The more I read about this Passion movie by Mel Gibson, the more I think it will have an impact. I'm preparing myself to be a slobbering pool of tears at the bottom of my theater seat when I go watch it. If I can't hold back the sobs when William Wallace's dead wife/ghost is whisping through the crowd at his execution, there's no way I'm going to be able to hold it in during the passion of Christ scenes (something that engages my imagination, my emotions, and my Spirit and Soul).

Wow. Maybe, just maybe, this movie will help spark a major revival like we haven't seen since the "Jesus Movement" in the early 70s. Eric Clayton of Saviour Machine once told me that he thought films were the best medium for marrying music and the visual. That being said, this film could have a very heavy impact on our culture. We'll see.

Now, I need to clear up some rumors:

Ted Kirkpatrick of Tourniquet was NOT breeding wild mountain lions and setting them free in the chaparrel brush in and around Santa Monica before he moved to Wisconsin. And he was NOT forced to move to WI to escape the Forestry Department's investigations.

Kemper Crabb is NOT a left-wing revolutionary.
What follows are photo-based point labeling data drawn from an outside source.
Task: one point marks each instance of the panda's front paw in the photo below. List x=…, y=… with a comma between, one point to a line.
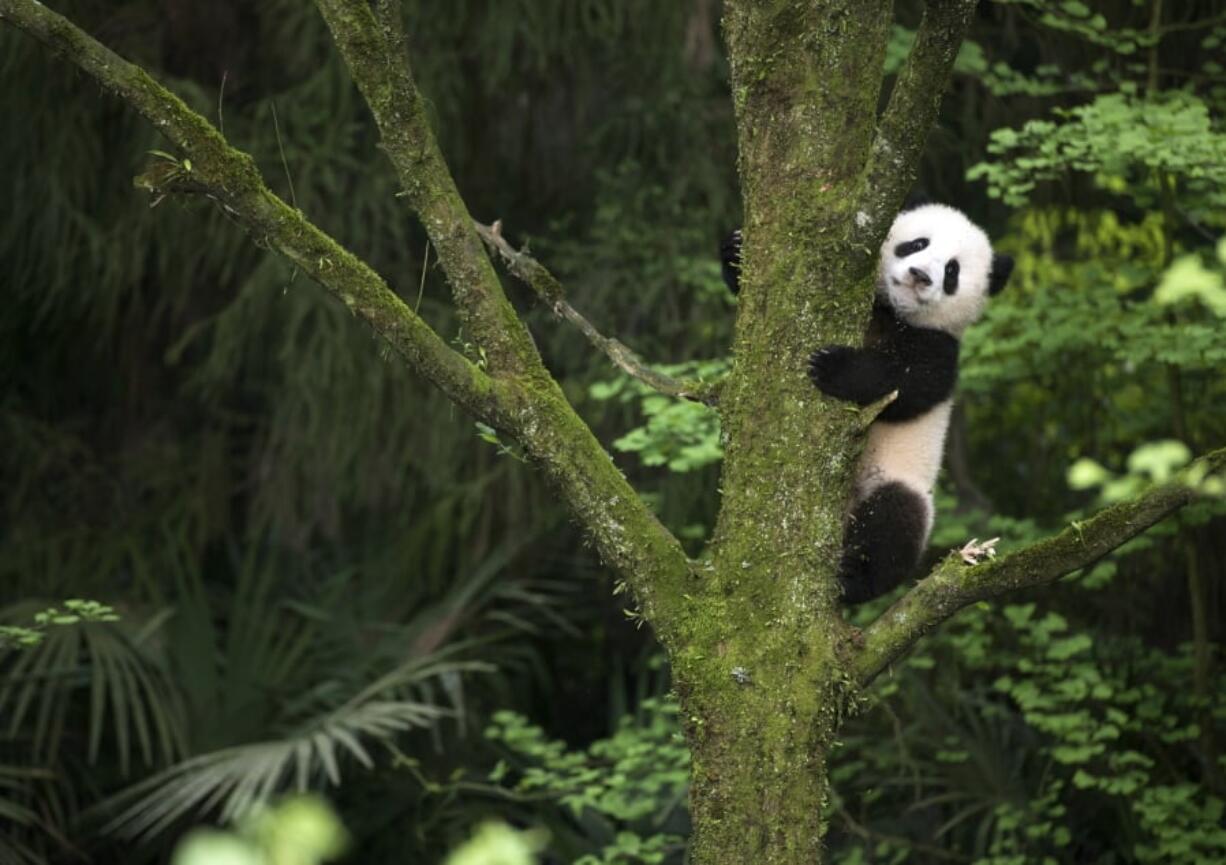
x=730, y=261
x=826, y=366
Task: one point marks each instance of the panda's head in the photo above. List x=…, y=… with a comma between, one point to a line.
x=938, y=268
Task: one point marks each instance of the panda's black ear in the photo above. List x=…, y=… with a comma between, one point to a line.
x=1002, y=267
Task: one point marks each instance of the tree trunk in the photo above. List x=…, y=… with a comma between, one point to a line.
x=759, y=673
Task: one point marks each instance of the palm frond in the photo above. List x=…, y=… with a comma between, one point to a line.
x=232, y=781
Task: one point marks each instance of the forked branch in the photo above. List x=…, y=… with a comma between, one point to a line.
x=211, y=167
x=520, y=397
x=953, y=585
x=374, y=49
x=540, y=279
x=912, y=110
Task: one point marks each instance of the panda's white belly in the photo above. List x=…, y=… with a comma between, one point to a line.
x=907, y=451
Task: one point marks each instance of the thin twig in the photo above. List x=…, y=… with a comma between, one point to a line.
x=871, y=412
x=535, y=275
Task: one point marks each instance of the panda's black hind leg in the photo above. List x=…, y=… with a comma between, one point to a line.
x=883, y=542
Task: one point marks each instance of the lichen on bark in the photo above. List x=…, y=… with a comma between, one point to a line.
x=764, y=663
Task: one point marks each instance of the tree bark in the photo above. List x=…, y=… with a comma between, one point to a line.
x=764, y=663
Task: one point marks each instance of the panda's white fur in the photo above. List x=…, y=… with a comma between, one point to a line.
x=911, y=451
x=950, y=235
x=936, y=272
x=920, y=315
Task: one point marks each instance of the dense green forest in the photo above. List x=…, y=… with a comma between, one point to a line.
x=244, y=551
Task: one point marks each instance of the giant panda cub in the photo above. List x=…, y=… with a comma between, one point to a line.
x=937, y=271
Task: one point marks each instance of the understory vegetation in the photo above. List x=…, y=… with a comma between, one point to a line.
x=245, y=554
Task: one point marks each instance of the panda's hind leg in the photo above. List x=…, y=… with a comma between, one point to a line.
x=884, y=538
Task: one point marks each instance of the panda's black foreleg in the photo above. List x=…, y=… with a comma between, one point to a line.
x=858, y=375
x=730, y=261
x=884, y=538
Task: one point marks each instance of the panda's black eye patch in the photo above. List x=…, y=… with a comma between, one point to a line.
x=951, y=270
x=910, y=248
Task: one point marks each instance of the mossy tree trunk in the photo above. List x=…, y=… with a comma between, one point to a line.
x=764, y=663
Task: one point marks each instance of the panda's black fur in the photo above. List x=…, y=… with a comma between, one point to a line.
x=937, y=270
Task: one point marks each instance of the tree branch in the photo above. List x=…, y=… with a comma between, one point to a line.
x=911, y=113
x=211, y=167
x=954, y=585
x=547, y=287
x=376, y=55
x=530, y=406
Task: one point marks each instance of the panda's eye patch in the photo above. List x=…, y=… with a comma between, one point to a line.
x=951, y=270
x=910, y=248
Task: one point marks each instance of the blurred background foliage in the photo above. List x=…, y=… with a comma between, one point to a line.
x=309, y=572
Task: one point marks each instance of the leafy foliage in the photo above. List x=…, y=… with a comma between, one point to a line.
x=620, y=798
x=304, y=545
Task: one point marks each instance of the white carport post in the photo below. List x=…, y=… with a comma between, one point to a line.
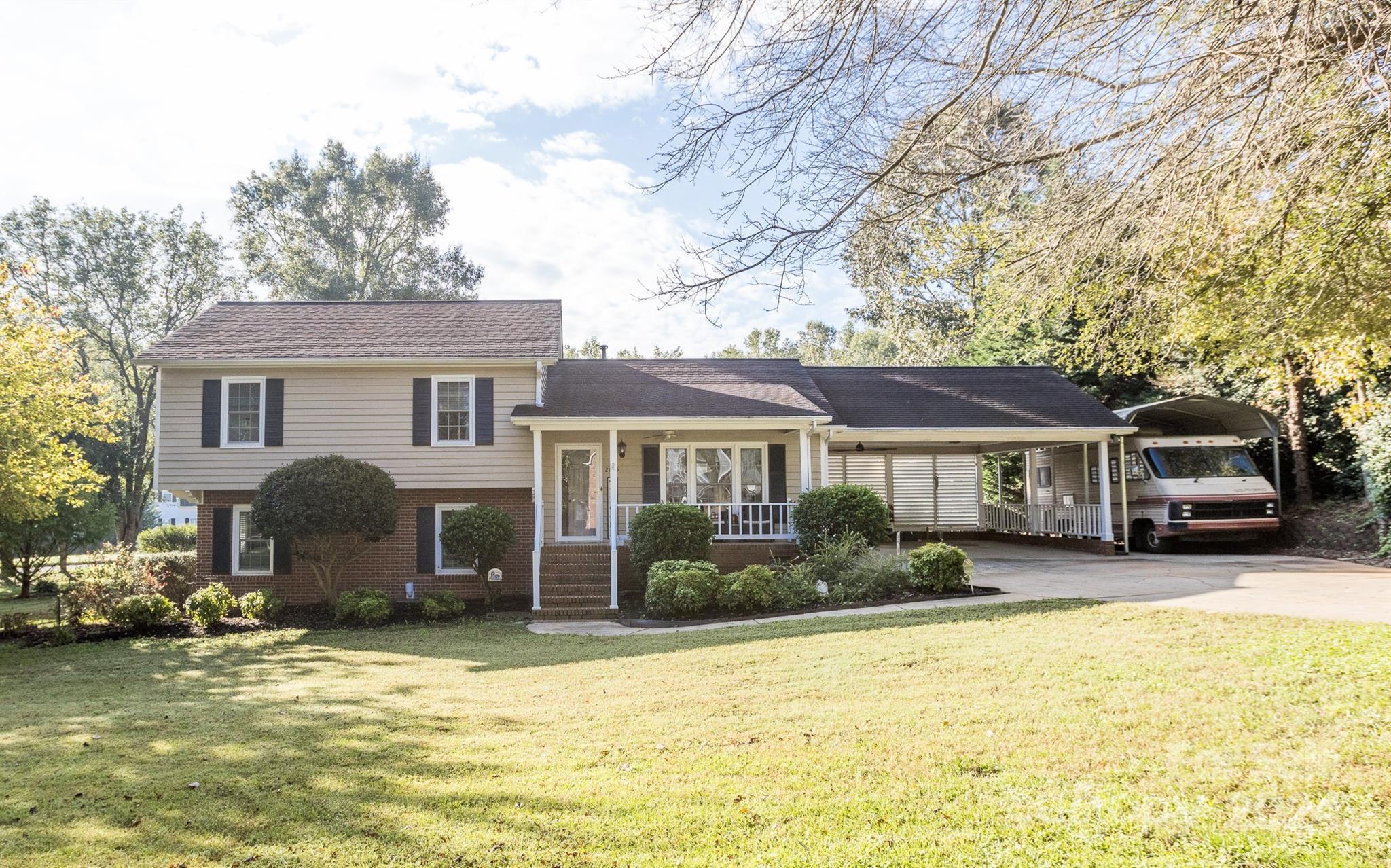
x=613, y=518
x=540, y=518
x=1104, y=475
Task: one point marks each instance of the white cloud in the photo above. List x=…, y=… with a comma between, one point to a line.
x=579, y=143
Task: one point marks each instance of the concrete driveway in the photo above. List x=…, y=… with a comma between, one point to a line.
x=1270, y=585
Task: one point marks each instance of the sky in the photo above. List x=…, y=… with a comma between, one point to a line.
x=519, y=105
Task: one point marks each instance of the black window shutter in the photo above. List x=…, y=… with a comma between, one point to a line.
x=281, y=553
x=420, y=412
x=424, y=539
x=221, y=540
x=651, y=473
x=212, y=412
x=776, y=473
x=483, y=411
x=274, y=412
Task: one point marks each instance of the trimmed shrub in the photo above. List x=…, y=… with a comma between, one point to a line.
x=938, y=568
x=363, y=607
x=668, y=532
x=168, y=537
x=681, y=589
x=143, y=611
x=479, y=536
x=329, y=509
x=173, y=572
x=828, y=513
x=262, y=604
x=748, y=590
x=209, y=605
x=441, y=605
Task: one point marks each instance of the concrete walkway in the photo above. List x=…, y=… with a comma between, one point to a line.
x=1261, y=585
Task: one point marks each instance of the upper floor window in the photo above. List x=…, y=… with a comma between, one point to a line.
x=452, y=410
x=244, y=418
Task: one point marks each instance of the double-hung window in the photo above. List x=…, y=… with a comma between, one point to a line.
x=252, y=553
x=447, y=565
x=244, y=411
x=451, y=405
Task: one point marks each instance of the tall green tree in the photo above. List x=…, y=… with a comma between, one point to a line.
x=120, y=281
x=338, y=230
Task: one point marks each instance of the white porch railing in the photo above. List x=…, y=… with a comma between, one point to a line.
x=1063, y=519
x=731, y=521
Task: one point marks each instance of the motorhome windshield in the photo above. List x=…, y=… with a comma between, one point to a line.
x=1201, y=462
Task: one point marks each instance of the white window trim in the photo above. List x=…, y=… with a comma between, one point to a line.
x=440, y=568
x=261, y=416
x=600, y=525
x=237, y=544
x=435, y=410
x=690, y=468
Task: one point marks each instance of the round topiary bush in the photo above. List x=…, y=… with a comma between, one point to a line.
x=363, y=607
x=668, y=532
x=209, y=605
x=938, y=568
x=748, y=590
x=329, y=509
x=832, y=512
x=681, y=589
x=168, y=537
x=143, y=611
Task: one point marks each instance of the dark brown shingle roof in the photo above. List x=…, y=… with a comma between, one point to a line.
x=367, y=330
x=678, y=388
x=959, y=398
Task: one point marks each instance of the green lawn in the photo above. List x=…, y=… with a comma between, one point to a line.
x=1053, y=734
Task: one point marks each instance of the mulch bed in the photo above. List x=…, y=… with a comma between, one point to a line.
x=634, y=617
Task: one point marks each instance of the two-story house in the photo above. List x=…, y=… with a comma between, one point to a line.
x=471, y=402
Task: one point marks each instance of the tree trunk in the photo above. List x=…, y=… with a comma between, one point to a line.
x=1295, y=382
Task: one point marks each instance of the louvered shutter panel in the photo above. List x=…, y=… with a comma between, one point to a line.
x=483, y=411
x=424, y=539
x=420, y=412
x=212, y=412
x=223, y=540
x=274, y=412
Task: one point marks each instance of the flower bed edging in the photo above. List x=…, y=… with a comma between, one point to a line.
x=649, y=622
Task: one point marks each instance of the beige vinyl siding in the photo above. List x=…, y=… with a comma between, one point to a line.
x=362, y=412
x=630, y=467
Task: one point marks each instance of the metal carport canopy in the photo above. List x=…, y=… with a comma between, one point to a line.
x=1204, y=415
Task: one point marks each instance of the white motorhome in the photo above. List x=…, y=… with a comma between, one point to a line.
x=1187, y=473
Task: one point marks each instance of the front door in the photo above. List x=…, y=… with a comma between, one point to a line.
x=579, y=491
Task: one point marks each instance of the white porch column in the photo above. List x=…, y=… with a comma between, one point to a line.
x=537, y=501
x=613, y=518
x=804, y=455
x=1104, y=475
x=825, y=458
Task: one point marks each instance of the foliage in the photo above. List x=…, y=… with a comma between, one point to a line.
x=330, y=509
x=681, y=589
x=479, y=536
x=363, y=607
x=143, y=611
x=208, y=605
x=827, y=513
x=120, y=280
x=28, y=547
x=441, y=605
x=173, y=572
x=262, y=604
x=341, y=232
x=938, y=568
x=668, y=532
x=748, y=590
x=168, y=537
x=48, y=401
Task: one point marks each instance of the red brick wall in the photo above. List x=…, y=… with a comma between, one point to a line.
x=390, y=564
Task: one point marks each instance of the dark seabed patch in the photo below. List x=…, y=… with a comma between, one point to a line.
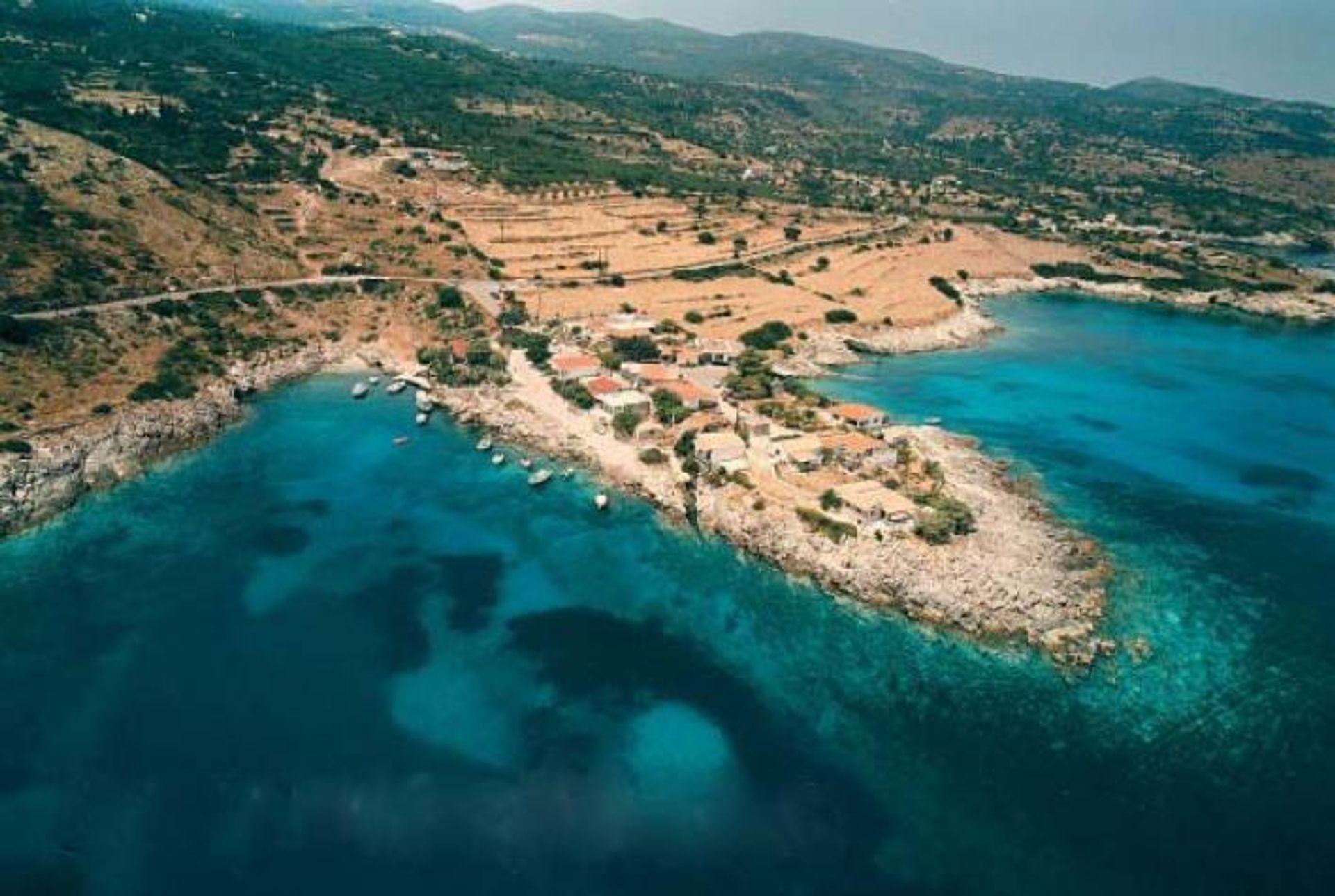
x=1291, y=488
x=1097, y=423
x=473, y=583
x=281, y=540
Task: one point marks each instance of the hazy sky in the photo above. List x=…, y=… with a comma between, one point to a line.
x=1268, y=47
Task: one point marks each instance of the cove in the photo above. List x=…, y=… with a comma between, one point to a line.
x=303, y=660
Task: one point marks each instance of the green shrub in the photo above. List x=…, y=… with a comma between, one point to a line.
x=653, y=457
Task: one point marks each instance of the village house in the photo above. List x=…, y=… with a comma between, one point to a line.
x=720, y=353
x=626, y=400
x=802, y=453
x=721, y=450
x=574, y=366
x=604, y=385
x=863, y=417
x=869, y=501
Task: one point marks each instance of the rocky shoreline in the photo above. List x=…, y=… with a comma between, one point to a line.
x=97, y=455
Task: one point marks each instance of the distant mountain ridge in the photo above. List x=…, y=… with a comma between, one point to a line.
x=668, y=49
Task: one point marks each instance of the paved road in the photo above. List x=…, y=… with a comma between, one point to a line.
x=486, y=293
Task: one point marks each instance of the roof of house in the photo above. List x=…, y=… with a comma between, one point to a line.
x=871, y=496
x=605, y=385
x=625, y=398
x=576, y=361
x=851, y=442
x=721, y=346
x=857, y=413
x=688, y=391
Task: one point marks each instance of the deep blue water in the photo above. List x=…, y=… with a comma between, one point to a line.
x=302, y=660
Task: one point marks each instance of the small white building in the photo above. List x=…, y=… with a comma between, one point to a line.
x=721, y=450
x=720, y=353
x=628, y=400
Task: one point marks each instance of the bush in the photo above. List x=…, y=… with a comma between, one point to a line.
x=653, y=457
x=946, y=288
x=834, y=529
x=449, y=297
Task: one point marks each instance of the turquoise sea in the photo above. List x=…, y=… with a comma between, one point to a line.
x=305, y=661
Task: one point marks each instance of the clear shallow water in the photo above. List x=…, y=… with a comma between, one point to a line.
x=300, y=660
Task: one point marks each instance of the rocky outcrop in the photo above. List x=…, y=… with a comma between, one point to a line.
x=67, y=464
x=1021, y=576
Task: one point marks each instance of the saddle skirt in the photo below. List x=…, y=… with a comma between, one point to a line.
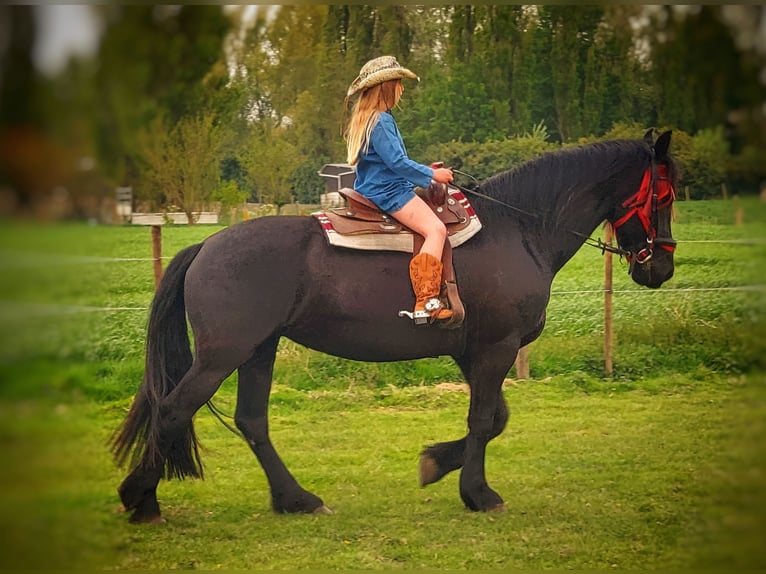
x=363, y=226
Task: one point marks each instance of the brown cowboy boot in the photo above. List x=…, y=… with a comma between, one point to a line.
x=426, y=277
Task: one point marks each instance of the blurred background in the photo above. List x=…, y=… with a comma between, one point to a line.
x=194, y=108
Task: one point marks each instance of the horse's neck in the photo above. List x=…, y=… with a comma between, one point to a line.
x=577, y=220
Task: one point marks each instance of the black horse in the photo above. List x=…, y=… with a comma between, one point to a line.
x=245, y=287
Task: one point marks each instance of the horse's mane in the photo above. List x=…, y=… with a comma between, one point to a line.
x=546, y=185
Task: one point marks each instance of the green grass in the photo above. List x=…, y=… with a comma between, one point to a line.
x=671, y=479
x=660, y=466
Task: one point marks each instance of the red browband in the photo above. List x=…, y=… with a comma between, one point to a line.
x=640, y=203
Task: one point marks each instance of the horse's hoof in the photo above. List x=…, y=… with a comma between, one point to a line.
x=429, y=470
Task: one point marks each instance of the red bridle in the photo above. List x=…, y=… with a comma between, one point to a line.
x=656, y=192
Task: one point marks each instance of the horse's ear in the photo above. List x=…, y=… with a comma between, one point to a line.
x=662, y=145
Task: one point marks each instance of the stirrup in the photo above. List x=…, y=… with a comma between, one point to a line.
x=424, y=316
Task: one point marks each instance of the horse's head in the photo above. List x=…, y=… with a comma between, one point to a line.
x=642, y=221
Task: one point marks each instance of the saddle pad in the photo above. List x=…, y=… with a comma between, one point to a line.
x=393, y=240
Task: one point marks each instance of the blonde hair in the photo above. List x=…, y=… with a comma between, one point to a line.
x=365, y=114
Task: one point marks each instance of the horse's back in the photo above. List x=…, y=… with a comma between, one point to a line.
x=253, y=265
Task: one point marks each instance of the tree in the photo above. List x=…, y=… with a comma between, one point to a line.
x=180, y=163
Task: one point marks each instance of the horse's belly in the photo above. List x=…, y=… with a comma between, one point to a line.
x=368, y=341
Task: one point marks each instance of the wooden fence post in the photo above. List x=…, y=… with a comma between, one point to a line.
x=608, y=336
x=157, y=254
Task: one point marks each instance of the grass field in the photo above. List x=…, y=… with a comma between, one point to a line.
x=660, y=466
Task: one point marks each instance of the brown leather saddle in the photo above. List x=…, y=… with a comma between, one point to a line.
x=361, y=216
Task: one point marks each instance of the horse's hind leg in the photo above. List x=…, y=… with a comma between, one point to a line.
x=138, y=491
x=251, y=418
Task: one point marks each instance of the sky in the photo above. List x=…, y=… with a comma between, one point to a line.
x=63, y=30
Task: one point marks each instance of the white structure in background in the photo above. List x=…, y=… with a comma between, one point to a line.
x=337, y=176
x=124, y=196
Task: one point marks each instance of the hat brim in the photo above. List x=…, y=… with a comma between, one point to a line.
x=378, y=77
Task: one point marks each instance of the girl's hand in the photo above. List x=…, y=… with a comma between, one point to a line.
x=442, y=175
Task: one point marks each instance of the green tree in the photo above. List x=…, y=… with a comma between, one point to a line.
x=180, y=163
x=152, y=62
x=270, y=161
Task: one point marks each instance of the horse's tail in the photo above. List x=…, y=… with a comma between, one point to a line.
x=168, y=358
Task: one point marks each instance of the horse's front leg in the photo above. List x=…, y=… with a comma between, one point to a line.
x=487, y=415
x=438, y=460
x=254, y=387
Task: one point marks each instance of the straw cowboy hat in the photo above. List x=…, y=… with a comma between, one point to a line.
x=377, y=71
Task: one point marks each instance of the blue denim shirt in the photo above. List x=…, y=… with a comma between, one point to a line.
x=384, y=173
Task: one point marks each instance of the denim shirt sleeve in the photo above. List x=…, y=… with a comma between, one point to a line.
x=388, y=144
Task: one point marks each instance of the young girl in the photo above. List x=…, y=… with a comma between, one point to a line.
x=387, y=177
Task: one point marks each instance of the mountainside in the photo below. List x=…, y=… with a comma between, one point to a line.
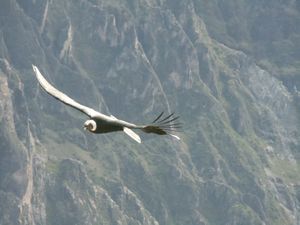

His quote of, "If it wasn't for the Crusades, we'd all be Muslims," was NOT meant to incite hatred; just pointing out the origins of an ugly time having a root in a defensive response.

ZAO has NOT reformed to join forces with Zoe Girl.

Kyle Turley of the St Louis Rams is NOT joining FM Static on tour this Spring as an additional guitarist.

Wesley M. Denton, former Advertising Sales Director at HM Magazine, is NOT "marrying up" into the Kennedy family for a better chance at election; although he IS getting married and he IS involved in politics.

Brian V. McGovern, former Assistant Editor at HM Magazine, is NOT training a crack team of paramilitary orangutangs to storm the Vatican and set in place a giant crystal to eminate vibrations through the fibre-optic lines that Time Warner is putting into place.

David Allen does NOT ink tattoo on left-handed guitarists, so stop asking.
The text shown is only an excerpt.